Il a eu une voix importante dans le report des Jeux de Tokyo 2021 et il coordonne les Jeux de Paris 2024 pour le Comité International Olympique : il s’agit de Pierre-Olivier Beckers. En ces temps exceptionnels, notre compatriote se tourne vers l'avenir pour nous. "Tokyo aura lieu l'année prochaine ou n’aura pas lieu."

Pierre-Olivier Beckers, lors de cet appel vidéo, est au siège du CIO à Lausanne, en Suisse. "Les frontières suisses sont toujours fermées. Mais rassurez-vous, j'ai eu l'autorisation de faire mon premier voyage à l'étranger depuis le confinement. Les réunions du CIO sont considérées comme des mouvements essentiels".

Pierre-Olivier Beckers, membre du CIO et président du Comité Olympique et Interfédéral Belge, est aussi président du Comité de Coordination du CIO pour Paris 2024. En résumé, un homme dont la voix compte au sein de l’une des plus importante institution internationale et qui détermine à quoi ressemblera le plus grand événement sportif mondial après la crise du corona. Voici son plan.

Pas de jeux à huis clos

"Tous les scénarios sont possibles pour Tokyo, mais je n’imagine pas les Jeux à huis clos. Les Jeux sont une célébration internationale et cette célébration se manifeste surtout dans les stades. Bien sûr, nous devons évaluer les risques. Il est plus facile de placer le Grand Prix de Francorchamps en août de cette année à huis clos que d'imaginer les Jeux Olympiques dans un an sans spectateurs".

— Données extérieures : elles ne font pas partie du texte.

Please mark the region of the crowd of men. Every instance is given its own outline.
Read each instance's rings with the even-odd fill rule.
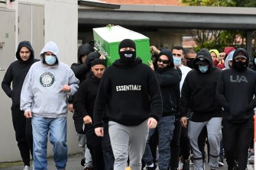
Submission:
[[[249,68],[242,48],[196,53],[152,46],[148,64],[136,50],[134,40],[123,40],[120,59],[107,67],[93,44],[83,44],[70,67],[54,42],[45,44],[39,61],[28,41],[19,43],[2,87],[12,100],[24,170],[47,169],[48,133],[56,168],[66,168],[68,111],[85,170],[188,170],[192,161],[196,170],[206,162],[217,169],[224,158],[228,170],[246,169],[248,149],[253,152],[255,53]]]

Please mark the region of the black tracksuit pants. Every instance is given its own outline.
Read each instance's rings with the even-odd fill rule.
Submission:
[[[33,136],[31,119],[24,116],[24,111],[11,107],[13,127],[16,141],[24,165],[30,166],[30,153],[33,156]]]
[[[235,165],[235,156],[238,156],[238,170],[247,167],[248,152],[252,140],[254,121],[250,120],[234,123],[223,120],[223,144],[225,156],[227,159],[228,169],[232,169]],[[235,154],[237,152],[237,154]]]

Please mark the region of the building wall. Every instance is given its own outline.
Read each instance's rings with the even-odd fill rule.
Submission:
[[[77,1],[76,0],[15,0],[10,5],[7,1],[7,8],[15,12],[15,38],[12,40],[15,44],[15,50],[19,42],[17,25],[18,25],[18,4],[39,5],[44,8],[44,40],[43,44],[48,41],[55,41],[59,47],[60,59],[70,66],[76,62],[77,53]],[[1,18],[1,17],[0,17]],[[1,25],[1,20],[0,20]],[[32,29],[35,25],[32,25]],[[10,28],[13,29],[13,27]],[[37,42],[33,42],[37,44]],[[35,53],[35,56],[38,53]],[[15,59],[15,51],[1,57],[12,57]],[[37,57],[38,58],[38,57]],[[11,63],[11,62],[10,62]],[[9,64],[10,64],[9,63]],[[5,71],[0,71],[0,80],[2,82]],[[0,162],[21,160],[19,150],[15,140],[15,132],[12,126],[11,113],[11,99],[6,96],[2,89],[0,89],[0,110],[2,118],[0,119]],[[82,150],[78,146],[76,133],[74,129],[72,114],[68,116],[67,144],[69,153],[80,152]],[[52,155],[52,146],[48,144],[48,156]]]

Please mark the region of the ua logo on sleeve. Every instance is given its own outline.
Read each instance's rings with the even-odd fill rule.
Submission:
[[[230,75],[231,82],[248,82],[245,75]]]

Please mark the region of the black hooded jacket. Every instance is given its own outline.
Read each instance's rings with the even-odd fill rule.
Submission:
[[[73,63],[71,65],[71,69],[74,72],[76,77],[79,80],[79,82],[83,82],[87,76],[87,72],[89,71],[89,66],[86,63],[82,63],[82,56],[84,54],[89,54],[93,52],[93,47],[89,43],[83,44],[78,48],[77,51],[77,61],[78,63]]]
[[[256,71],[256,64],[255,64],[255,62],[254,62],[255,58],[256,58],[256,51],[254,51],[254,55],[253,55],[253,58],[252,58],[253,66],[250,68],[251,69],[254,70],[254,71]]]
[[[26,47],[31,51],[31,56],[27,61],[23,61],[20,56],[20,50],[23,47]],[[39,59],[34,59],[34,50],[28,41],[21,41],[19,43],[16,52],[16,59],[17,60],[11,63],[5,72],[2,82],[2,88],[9,98],[11,98],[12,107],[20,108],[23,82],[31,65]],[[11,84],[12,85],[11,88]]]
[[[206,72],[202,73],[197,62],[206,59],[209,64]],[[221,107],[215,98],[218,79],[221,70],[213,66],[208,50],[203,49],[193,62],[193,69],[185,78],[181,91],[180,110],[182,117],[186,117],[190,109],[191,120],[207,121],[212,117],[221,117]]]
[[[93,112],[96,127],[102,126],[104,110],[109,120],[126,126],[138,125],[150,117],[158,120],[162,98],[153,70],[138,58],[129,65],[115,60],[99,85]]]
[[[155,72],[163,98],[163,115],[177,116],[178,114],[178,105],[180,101],[180,82],[181,77],[177,69],[174,69],[173,58],[171,51],[162,50],[157,59],[162,56],[167,56],[170,64],[167,68]]]
[[[75,113],[73,120],[76,130],[83,134],[89,128],[92,128],[92,124],[85,126],[83,130],[83,117],[89,115],[93,120],[93,107],[96,98],[100,79],[92,77],[92,74],[79,85],[74,100]]]
[[[238,70],[234,66],[235,56],[242,52],[247,57],[245,69]],[[251,119],[256,107],[256,72],[248,69],[249,56],[245,49],[237,49],[233,55],[232,69],[222,72],[218,82],[216,98],[224,108],[223,118],[233,123]]]

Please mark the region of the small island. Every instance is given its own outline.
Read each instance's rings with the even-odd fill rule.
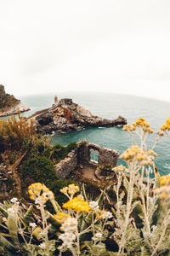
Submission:
[[[0,117],[16,114],[30,110],[13,95],[5,92],[4,86],[0,84]]]
[[[74,103],[72,99],[58,100],[57,96],[54,97],[54,104],[51,108],[37,111],[28,119],[33,119],[37,132],[45,134],[76,131],[86,127],[122,126],[127,124],[127,119],[122,116],[111,120],[100,118]]]

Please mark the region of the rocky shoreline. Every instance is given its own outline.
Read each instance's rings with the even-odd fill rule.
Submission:
[[[76,131],[86,127],[122,126],[127,124],[127,119],[122,116],[111,120],[100,118],[74,103],[72,99],[64,98],[59,101],[57,96],[51,108],[36,112],[28,119],[33,119],[37,131],[45,134]]]
[[[0,117],[17,114],[29,111],[30,108],[25,106],[13,95],[5,92],[4,86],[0,84]]]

"Le CIO envisage tous les scénarios : avec public, avec peu de public, avec des tests à l'arrivée... Heureusement, le Japon est une île, donc cela peut être organisé. Également pour les athlètes. Par exemple, ils pourraient voyager une semaine plus tôt que prévu afin qu’ils passent par une sorte de période de quarantaine. Le Team Belgium pourrait d’ailleurs en faciliter la mise en place dans le camp d'entraînement de Mito (situé à proximité de Tokyo)".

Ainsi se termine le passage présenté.